Thursday, April 26, 2012

Police Who Lie Under Oath

The following suspects have walked free after officers lied in court: an accused pimp of a teenage girl, possessors of child pornography, a major ecstasy manufacturer operating out of a Scarborough house, members of an international data-theft and fake-credit-card ring, marijuana growers, and drug dealers carrying loaded handguns.

Judges have discarded as evidence at least $40 million worth of cocaine, meth, ecstasy and weed in recent years.

The above is just a brief excerpt from the start of another investigative series from The Star, the only Canadian newspaper, to my knowledge, that is upholding the best traditions of journalism in pursuing stories that really should matter to an informed populace, stories that have led to some very significance changes and reforms both locally and provincially over the years.

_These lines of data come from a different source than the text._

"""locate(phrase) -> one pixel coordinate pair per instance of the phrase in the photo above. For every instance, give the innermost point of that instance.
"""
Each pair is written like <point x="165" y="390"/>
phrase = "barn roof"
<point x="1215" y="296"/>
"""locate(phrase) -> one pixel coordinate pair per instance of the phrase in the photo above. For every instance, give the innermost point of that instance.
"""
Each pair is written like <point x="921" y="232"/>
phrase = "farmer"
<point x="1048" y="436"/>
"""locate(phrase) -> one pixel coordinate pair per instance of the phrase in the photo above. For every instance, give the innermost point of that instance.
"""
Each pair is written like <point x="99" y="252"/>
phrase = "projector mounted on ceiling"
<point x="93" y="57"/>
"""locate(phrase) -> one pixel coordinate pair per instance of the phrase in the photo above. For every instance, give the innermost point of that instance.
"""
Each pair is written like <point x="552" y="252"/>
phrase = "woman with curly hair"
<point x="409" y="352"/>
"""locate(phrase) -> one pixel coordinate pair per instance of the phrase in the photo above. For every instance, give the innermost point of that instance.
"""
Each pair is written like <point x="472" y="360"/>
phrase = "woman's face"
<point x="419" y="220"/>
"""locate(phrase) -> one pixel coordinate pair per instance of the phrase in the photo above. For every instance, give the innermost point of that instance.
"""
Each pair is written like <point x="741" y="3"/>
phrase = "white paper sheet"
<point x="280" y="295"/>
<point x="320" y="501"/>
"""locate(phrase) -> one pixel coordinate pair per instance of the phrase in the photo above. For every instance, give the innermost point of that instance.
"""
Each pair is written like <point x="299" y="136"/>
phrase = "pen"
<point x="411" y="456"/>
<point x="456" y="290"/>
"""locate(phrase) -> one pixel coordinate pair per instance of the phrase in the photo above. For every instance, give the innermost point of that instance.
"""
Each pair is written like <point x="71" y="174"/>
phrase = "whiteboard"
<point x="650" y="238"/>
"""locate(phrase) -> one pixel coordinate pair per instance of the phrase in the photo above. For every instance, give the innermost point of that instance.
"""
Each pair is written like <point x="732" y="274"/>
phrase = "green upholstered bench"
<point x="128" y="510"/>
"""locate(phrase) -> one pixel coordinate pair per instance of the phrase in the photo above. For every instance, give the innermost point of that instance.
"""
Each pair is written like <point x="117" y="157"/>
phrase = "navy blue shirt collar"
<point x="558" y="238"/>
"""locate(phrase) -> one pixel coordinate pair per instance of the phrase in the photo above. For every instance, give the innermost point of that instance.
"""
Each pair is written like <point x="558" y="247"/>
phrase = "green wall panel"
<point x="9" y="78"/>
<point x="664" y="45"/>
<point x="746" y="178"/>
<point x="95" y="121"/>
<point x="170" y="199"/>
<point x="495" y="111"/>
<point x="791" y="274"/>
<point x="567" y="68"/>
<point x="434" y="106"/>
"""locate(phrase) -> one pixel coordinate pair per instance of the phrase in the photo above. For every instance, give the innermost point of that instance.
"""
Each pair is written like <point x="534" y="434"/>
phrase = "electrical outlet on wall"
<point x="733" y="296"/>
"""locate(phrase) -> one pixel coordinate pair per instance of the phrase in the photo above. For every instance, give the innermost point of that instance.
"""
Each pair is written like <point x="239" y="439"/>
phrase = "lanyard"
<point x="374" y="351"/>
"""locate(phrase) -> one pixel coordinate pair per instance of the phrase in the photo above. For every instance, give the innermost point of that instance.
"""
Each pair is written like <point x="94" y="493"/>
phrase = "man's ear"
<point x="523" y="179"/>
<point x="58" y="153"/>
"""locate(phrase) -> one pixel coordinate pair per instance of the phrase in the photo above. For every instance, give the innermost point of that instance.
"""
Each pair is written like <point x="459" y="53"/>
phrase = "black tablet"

In reading the account in today's issue about police who lie in court about the circumstance leading to the arrest of criminals, I admit to feeling just the smallest amount of ambivalence, inasmuch as the lies were used to justify the arrests of some very bad people. On the other hand, I am very mindful of how easy it is for the police, in whom society have invested a great deal of authority, to abuse that authority. Countless videos by citizens, and the terrible violations of our Charter rights that took place during the 2010 G20 Summit in Toronto, are ample testaments to that abuse.

I look forward to The Star's next installment tomorrow.